The government’s past actions offer little reason to believe it will never violate our civil liberties. The FBI ran the COINTELPRO program targeting groups opposing government policies. They spied on anti-war and civil rights movements. They wiretapped Martin Luther King Jr.’s phones. Nixon maintained an infamous “enemies list,” culminating in the Watergate scandal. Recently, Congress has proposed multiple bills restricting our online civil liberties—some of which have already passed. Consider how certain members of the Clinton administration collected FBI files on Republican civil servants for political leverage. Or overly zealous prosecutors traveling across the country to expose sexual scandals of political opponents. In the last century, public distrust of government has never been as widespread across the political spectrum as it is today.
In my view, one effective way to resist the disturbing trend of government attempts to outlaw encryption throughout the 1990s was to use encryption as widely as possible while it remained legal. The more pervasive strong encryption becomes, the harder it is for the government to criminalize it. If privacy becomes illegal, then only criminals will have privacy.
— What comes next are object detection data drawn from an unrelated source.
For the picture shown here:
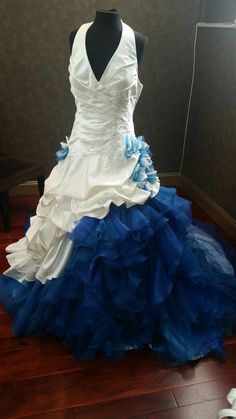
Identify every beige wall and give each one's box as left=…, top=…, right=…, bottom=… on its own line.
left=0, top=0, right=204, bottom=173
left=0, top=0, right=236, bottom=217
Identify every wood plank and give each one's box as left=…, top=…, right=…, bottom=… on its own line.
left=145, top=399, right=229, bottom=419
left=74, top=390, right=176, bottom=419
left=173, top=378, right=236, bottom=406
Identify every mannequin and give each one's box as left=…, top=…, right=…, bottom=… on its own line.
left=69, top=9, right=148, bottom=81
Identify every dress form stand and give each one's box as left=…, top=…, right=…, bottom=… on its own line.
left=69, top=9, right=148, bottom=81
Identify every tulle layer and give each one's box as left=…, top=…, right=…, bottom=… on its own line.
left=0, top=186, right=236, bottom=365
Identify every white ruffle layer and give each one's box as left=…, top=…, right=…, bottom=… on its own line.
left=4, top=151, right=160, bottom=283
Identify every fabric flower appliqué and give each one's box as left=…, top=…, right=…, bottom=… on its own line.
left=55, top=135, right=69, bottom=162
left=125, top=135, right=159, bottom=197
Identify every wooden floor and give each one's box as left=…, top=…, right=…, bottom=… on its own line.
left=0, top=189, right=236, bottom=419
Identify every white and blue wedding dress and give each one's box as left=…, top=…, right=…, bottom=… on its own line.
left=0, top=22, right=236, bottom=365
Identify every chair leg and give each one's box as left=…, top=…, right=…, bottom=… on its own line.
left=0, top=191, right=11, bottom=232
left=37, top=175, right=45, bottom=196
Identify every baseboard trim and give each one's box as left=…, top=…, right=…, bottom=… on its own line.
left=179, top=174, right=236, bottom=240
left=10, top=172, right=236, bottom=240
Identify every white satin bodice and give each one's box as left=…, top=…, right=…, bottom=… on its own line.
left=5, top=18, right=160, bottom=283
left=68, top=22, right=143, bottom=155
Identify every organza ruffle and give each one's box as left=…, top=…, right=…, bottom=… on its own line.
left=0, top=186, right=236, bottom=365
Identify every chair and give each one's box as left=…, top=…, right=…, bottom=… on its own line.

PGP appears to have played a role. Combined with years of sustained public protest and industry pressure to relax export controls, the Clinton administration announced a complete reversal of its encryption development policy in the final months of 1999. They essentially abandoned the entire regulatory regime. Now, we can finally develop strong encryption without restrictions on cryptographic strength. It was a long struggle—but we won, at least in terms of U.S. jurisdiction. We must continue using strong encryption to counteract the growing global governmental surveillance of the internet. The FBI continues to oppose encryption—we must keep defending our right to use it domestically.
PGP empowers individuals to take control of their own privacy. I invented it because society’s need for it was growing.